When Christ changes a belief of sin or of sickness into a better belief, then belief melts into spiritual understanding, and sin, disease, and death disappear. Christ, Truth, gives mortals temporary food and clothing until the material, transformed with the ideal, disappears, and man is clothed and fed spiritually. St. Paul says, "Work out your own salvation with fear and trembling:" Jesus said, "Fear not, little flock; for it is your Father's good pleasure to give you the kingdom." This truth is Christian Science.

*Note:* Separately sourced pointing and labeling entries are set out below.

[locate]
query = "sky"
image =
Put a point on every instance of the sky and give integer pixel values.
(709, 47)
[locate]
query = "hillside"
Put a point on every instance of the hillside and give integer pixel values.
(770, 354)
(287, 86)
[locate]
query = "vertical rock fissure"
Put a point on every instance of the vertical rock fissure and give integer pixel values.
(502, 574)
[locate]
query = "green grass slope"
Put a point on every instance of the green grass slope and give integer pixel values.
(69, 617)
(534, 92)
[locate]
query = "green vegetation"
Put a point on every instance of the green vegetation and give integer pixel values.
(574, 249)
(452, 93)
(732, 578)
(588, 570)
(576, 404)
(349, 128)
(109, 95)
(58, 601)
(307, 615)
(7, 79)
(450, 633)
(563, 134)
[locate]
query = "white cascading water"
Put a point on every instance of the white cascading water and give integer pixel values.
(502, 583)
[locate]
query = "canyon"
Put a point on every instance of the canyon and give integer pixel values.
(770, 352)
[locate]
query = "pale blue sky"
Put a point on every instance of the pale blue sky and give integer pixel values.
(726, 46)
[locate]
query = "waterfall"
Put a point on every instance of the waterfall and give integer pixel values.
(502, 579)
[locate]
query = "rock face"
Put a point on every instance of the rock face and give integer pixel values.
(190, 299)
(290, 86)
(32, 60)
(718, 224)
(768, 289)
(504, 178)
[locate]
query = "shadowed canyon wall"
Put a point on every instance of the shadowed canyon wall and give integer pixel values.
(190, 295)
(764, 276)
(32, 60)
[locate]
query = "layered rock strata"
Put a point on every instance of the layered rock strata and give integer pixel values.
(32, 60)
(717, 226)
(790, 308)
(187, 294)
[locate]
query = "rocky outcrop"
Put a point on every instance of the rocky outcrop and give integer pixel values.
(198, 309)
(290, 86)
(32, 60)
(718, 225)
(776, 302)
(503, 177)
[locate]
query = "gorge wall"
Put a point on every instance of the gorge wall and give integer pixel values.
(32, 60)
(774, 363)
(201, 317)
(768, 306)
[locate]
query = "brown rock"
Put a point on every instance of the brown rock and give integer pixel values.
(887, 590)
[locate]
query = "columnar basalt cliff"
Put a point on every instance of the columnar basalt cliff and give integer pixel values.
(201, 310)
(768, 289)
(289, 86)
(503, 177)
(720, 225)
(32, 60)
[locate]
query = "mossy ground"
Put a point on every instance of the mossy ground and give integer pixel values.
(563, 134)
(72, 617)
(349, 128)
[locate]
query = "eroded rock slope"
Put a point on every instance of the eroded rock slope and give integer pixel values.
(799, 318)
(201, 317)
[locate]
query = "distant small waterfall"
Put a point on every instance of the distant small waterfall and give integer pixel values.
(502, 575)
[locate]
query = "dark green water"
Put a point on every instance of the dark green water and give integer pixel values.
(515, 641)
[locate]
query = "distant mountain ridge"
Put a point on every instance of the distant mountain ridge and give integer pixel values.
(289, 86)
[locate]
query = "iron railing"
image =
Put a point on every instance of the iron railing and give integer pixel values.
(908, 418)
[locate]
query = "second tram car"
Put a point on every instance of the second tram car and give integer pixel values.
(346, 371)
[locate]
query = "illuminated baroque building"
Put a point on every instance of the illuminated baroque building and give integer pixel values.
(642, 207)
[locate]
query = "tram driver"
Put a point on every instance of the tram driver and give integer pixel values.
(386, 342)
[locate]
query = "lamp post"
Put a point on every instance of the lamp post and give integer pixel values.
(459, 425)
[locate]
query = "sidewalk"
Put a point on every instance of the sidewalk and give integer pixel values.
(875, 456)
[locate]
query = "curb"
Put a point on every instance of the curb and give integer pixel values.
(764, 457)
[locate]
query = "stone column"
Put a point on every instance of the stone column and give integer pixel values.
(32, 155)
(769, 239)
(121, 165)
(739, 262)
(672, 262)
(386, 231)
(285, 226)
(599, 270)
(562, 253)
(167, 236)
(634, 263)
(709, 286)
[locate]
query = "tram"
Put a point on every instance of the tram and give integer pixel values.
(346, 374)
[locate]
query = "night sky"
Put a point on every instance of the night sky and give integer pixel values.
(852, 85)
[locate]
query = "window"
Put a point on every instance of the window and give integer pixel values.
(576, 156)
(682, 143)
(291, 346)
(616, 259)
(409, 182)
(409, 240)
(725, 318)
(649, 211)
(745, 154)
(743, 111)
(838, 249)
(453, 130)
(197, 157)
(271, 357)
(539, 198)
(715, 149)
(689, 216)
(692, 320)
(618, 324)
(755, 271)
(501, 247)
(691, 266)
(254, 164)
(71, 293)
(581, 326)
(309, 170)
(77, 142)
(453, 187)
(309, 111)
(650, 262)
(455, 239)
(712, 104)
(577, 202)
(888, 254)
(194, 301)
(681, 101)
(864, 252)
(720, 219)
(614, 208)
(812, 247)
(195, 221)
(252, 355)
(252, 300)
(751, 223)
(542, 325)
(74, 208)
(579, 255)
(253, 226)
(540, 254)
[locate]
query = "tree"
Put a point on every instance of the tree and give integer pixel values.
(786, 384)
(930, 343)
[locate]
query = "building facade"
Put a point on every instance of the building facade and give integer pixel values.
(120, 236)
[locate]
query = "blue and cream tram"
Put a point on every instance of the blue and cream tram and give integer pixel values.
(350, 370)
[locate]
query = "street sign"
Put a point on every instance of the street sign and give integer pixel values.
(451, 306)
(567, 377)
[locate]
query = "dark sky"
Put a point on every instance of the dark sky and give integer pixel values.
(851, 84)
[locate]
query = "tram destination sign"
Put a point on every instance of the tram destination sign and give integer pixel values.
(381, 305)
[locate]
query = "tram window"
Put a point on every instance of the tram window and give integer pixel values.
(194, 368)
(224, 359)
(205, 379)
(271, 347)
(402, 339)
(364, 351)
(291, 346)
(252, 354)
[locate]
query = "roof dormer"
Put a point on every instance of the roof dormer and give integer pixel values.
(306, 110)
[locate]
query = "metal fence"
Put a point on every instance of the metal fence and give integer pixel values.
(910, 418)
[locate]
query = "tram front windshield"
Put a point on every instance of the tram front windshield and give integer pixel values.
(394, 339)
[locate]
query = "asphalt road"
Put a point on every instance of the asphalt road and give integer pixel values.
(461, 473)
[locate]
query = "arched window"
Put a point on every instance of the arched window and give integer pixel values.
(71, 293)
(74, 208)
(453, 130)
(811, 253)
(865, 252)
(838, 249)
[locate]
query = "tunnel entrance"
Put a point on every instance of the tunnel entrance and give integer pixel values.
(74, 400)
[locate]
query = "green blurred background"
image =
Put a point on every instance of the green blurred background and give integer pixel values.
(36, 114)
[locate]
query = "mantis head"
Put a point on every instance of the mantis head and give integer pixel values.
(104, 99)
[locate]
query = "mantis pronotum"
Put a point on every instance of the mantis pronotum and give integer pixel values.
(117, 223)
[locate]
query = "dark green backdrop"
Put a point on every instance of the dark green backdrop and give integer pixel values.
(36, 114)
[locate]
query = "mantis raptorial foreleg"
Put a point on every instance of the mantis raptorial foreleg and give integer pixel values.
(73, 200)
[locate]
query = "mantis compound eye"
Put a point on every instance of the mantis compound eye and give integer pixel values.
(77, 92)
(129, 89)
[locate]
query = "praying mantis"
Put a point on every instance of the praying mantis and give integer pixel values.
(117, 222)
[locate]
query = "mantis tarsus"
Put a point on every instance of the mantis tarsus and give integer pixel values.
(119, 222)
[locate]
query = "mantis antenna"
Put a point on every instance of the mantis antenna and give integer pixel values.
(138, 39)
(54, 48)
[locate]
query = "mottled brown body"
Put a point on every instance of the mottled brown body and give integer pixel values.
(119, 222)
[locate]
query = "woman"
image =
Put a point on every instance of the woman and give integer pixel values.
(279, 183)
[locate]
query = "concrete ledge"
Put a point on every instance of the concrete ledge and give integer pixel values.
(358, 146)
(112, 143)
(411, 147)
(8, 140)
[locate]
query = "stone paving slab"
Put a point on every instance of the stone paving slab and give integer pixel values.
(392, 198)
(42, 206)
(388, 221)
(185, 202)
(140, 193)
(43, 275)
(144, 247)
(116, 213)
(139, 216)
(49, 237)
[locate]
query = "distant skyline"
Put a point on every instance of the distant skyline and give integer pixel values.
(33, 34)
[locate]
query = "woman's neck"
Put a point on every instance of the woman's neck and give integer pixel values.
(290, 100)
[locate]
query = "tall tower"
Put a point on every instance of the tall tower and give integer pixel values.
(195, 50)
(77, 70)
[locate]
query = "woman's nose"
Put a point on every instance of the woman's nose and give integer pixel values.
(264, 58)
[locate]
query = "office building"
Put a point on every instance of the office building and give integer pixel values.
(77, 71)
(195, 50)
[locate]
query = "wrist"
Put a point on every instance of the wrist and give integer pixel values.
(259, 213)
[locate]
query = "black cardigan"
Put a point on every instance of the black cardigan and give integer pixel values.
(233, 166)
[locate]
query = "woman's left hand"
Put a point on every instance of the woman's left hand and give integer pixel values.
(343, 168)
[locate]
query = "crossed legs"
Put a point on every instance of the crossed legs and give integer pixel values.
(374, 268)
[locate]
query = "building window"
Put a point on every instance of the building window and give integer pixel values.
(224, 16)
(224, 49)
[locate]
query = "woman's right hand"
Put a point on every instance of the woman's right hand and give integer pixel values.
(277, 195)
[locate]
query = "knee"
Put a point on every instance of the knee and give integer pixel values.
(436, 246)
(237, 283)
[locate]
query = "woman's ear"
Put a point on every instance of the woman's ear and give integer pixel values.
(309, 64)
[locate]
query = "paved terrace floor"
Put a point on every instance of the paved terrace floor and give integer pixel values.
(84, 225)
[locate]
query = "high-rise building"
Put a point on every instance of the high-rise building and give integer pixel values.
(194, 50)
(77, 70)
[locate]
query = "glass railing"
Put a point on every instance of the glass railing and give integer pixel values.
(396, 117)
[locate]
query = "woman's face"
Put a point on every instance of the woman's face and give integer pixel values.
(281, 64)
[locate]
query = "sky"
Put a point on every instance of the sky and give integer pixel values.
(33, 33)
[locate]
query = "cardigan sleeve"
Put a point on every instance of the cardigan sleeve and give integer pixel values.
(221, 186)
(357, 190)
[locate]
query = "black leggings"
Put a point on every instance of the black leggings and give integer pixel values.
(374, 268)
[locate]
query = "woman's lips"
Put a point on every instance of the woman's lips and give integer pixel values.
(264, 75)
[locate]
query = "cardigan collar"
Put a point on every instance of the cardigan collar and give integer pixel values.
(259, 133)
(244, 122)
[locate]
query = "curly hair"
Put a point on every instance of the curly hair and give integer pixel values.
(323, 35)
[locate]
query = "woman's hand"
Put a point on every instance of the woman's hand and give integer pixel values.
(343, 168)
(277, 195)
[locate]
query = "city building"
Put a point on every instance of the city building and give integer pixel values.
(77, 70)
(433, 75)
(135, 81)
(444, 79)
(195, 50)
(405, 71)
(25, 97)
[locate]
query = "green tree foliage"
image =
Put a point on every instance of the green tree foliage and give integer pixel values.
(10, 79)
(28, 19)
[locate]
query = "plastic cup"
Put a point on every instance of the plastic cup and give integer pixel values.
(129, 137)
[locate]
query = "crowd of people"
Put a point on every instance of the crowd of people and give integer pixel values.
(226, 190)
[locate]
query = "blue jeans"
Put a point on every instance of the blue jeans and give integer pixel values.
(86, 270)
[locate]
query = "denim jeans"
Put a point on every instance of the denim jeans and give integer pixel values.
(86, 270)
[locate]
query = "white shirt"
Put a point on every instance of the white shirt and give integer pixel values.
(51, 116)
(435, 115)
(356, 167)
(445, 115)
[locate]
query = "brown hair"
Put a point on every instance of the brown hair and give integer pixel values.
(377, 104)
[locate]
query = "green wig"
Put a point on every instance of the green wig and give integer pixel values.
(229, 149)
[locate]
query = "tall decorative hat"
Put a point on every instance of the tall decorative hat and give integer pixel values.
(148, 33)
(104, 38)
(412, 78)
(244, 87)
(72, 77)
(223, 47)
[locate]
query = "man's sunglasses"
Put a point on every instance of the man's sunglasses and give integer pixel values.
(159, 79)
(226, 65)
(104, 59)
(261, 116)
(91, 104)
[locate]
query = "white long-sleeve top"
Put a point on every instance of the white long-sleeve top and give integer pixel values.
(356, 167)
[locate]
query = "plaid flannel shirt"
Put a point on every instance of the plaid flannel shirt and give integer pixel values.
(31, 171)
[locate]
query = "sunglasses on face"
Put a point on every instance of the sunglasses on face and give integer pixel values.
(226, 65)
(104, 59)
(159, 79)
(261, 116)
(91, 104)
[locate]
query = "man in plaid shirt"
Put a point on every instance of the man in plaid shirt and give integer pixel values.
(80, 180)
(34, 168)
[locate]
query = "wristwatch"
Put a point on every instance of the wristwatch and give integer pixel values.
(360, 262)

Is man's spiritual sonship a personal gift to man, or is it the reality of his being, in divine Science? Man's knowledge of this grand verity gives him power to demonstrate his divine Principle, which in turn is requisite in order to understand his sonship, or unity with God, good. A personal requirement of blind obedience to the law of being, would tend to obscure the order of Science, unless that requirement should express the claims of the divine Principle. Infinite Principle and infinite Spirit must be one. What avail, then, to quarrel over what is the person of Spirit,—if we recognize infinitude as personality,—for who can tell what is the form of infinity? When we understand man's true birthright, that he is "born, not . . . of the will of the flesh, nor of the will of man, but of God," we shall understand that man is the offspring of Spirit, and not of the flesh; recognize him through spiritual, and not material laws; and regard him as spiritual, and not material. His sonship, referred to in the text, is his spiritual relation to Deity: it is not, then, a personal gift, but is the order of divine Science. The apostle urges upon our acceptance this great fact: "But as many as received him, to them gave he power to become the sons of God." Mortals will lose their sense of mortality—disease, sickness, sin, and death—in the proportion that they gain the sense of man's spiritual preexistence as God's child; as the offspring of good, and not of God's opposite,—evil, or a fallen man.